Menteri Energi dan Sumber Daya Mineral (ESDM) Bahlil Lahadalia mengungkapkan bahwa Prabowo memerintahkan penegakan aturan tanpa pandang bulu, termasuk kemungkinan adanya aktivitas penambangan ilegal yang diduga berhubungan dengan operasional bandara. “Arahan Bapak Presiden kepada kami sebagai satgas dan sebagai Menteri ESDM adalah tegakkan aturan.

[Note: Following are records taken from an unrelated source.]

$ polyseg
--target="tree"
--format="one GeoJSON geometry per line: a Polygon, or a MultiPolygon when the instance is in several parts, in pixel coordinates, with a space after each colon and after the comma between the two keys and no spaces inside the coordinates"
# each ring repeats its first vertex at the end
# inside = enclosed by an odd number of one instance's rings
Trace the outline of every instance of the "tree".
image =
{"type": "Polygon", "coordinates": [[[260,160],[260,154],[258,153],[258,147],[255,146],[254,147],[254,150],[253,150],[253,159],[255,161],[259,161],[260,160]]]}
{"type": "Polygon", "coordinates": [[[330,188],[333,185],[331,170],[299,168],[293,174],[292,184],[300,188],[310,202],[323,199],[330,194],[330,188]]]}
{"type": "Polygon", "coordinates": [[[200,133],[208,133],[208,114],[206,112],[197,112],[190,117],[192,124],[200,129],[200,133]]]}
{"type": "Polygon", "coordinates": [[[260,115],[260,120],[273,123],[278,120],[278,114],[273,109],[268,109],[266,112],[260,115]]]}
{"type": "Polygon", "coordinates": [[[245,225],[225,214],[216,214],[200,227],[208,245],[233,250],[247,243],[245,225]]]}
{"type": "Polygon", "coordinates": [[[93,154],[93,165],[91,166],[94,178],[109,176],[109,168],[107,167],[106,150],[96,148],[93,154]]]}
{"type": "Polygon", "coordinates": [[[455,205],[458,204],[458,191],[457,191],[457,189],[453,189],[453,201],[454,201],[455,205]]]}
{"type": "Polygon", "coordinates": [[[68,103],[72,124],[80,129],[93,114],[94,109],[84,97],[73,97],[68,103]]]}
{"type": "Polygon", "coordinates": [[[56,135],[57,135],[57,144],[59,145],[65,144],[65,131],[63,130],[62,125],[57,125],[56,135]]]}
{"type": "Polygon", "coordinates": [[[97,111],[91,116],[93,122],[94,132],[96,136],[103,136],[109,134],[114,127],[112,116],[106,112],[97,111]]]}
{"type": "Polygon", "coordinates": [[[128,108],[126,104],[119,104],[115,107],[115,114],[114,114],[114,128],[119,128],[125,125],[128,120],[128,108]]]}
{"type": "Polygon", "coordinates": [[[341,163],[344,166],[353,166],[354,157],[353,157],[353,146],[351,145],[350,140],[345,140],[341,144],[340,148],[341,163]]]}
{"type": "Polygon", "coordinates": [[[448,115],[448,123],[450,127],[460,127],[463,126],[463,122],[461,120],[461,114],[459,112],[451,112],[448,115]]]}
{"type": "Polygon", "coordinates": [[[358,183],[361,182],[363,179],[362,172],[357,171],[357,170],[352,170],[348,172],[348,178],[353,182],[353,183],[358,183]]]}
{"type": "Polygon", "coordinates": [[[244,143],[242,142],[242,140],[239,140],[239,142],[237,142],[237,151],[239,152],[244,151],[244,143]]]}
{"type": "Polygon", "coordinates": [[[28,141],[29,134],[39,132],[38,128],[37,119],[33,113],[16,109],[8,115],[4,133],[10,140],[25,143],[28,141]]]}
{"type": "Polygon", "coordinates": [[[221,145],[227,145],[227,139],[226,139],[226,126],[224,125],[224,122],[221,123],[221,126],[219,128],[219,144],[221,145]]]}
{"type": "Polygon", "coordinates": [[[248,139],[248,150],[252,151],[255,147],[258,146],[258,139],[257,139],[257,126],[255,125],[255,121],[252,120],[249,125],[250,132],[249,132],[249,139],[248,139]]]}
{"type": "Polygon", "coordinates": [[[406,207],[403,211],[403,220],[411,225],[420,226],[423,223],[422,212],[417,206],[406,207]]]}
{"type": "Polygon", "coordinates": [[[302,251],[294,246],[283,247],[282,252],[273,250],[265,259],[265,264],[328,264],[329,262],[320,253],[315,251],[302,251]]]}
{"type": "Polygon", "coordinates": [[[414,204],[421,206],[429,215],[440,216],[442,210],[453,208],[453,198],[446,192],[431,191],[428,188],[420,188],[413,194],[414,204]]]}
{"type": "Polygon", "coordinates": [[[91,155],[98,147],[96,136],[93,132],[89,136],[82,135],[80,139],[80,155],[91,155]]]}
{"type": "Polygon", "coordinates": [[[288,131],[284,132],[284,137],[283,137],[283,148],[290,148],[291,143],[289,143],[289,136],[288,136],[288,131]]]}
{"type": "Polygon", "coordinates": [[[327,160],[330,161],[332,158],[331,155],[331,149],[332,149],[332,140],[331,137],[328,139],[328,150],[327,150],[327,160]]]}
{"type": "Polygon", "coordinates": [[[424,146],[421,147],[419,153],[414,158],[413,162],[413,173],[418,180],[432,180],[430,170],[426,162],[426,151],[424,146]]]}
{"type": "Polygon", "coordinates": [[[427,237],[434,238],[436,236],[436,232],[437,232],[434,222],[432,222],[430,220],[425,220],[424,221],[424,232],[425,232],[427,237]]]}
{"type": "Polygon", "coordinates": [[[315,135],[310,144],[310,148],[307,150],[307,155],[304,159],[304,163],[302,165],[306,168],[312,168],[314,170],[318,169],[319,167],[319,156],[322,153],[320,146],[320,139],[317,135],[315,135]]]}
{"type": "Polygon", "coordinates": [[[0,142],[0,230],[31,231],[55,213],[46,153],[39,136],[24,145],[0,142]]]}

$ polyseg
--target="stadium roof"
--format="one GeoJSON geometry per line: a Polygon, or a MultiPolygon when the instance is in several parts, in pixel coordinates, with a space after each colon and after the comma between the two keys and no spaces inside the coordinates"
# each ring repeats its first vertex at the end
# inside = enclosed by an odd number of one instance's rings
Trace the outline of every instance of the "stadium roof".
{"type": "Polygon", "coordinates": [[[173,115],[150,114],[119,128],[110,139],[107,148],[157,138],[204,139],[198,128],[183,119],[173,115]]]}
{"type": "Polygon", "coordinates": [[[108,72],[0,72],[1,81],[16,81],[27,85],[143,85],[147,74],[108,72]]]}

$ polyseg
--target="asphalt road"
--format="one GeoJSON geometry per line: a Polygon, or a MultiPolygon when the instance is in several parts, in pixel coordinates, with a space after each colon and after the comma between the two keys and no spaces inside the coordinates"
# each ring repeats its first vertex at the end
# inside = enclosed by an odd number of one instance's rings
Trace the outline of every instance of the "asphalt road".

Jangan pandang bulu, karena negara tidak boleh kalah dari apa pun yang melanggar,” kata Bahlil di Istana Kepresidenan Jakarta, dikutip dari Tempo.co, Rabu (26/11/2025).

Bahlil menegaskan bahwa pihaknya saat ini masih menunggu laporan lengkap dari tim di lapangan. Jika ditemukan aktivitas tambang tanpa izin, ia memastikan proses hukum akan berjalan. “Menambang di area yang tambangnya tidak ada izin, akan diproses secara hukum,” ujarnya.

Saat ini Satgas Penertiban Kawasan Hutan (PKH), yang dipimpin Menteri Pertahanan Sjafrie Sjamsoeddin, telah mengirim tim ke lokasi Bandara IMIP. Meski demikian, Bahlil menekankan bahwa kewenangan terkait pengamanan objek vital bandara berada di kementerian teknis lainnya. “ESDM menangani sektor pertambangan dan hilirisasinya. Untuk pengamanan objek bandara, itu kewenangan kementerian teknis,” jelasnya.

Sorotan DPR: Negara Seolah Tak Hadir di Bandara IMIP

Sebelumnya, sejumlah politikus menyoroti keberadaan bandara IMIP yang disebut beroperasi tanpa kehadiran aparat negara. Anggota Komisi I DPR, Oleh Soleh, bahkan menyebut tidak ada satupun otoritas pemerintah—termasuk Bea Cukai atau Imigrasi—yang bisa masuk ke area bandara tersebut.

Oleh menilai kondisi itu sebagai ancaman serius terhadap kedaulatan negara dan meminta pemerintah bertindak cepat. “Ini harus diusut tuntas. Pemerintah tidak boleh ragu menindak siapa pun yang mengoperasikan fasilitas strategis tanpa otoritas negara. Kedaulatan adalah harga mati,” ujarnya dalam pernyataan yang dikutip dari Tempo.co.

Menhan Sjafrie: 'Tidak Boleh Ada Republik Dalam Republik'

Menteri Pertahanan Sjafrie Sjamsoeddin memberikan penilaian lebih keras. Ia menyebut keberadaan bandara yang tidak diawasi Bea Cukai dan Imigrasi sebagai anomali yang mengancam keamanan dan kedaulatan ekonomi Indonesia. “Republik ini tidak boleh ada republik di dalam republik. Kita harus tegakkan semua ketentuan tanpa melihat latar belakang siapa pun,” tegas Sjafrie dalam keterangan resmi Kementerian Pertahanan.

Sjafrie berjanji akan melaporkan seluruh temuan di lapangan kepada Presiden Prabowo, termasuk potensi pelanggaran terkait akses dan aktivitas dalam kawasan industri tersebut.

Instruksi Prabowo untuk menertibkan bandara IMIP kini menjadi sinyal bahwa pemerintah ingin memastikan seluruh fasilitas strategis nasional berada di bawah kendali penuh negara. Sorotan semakin tajam, dan publik menanti langkah konkret berikutnya dari aparat terkait.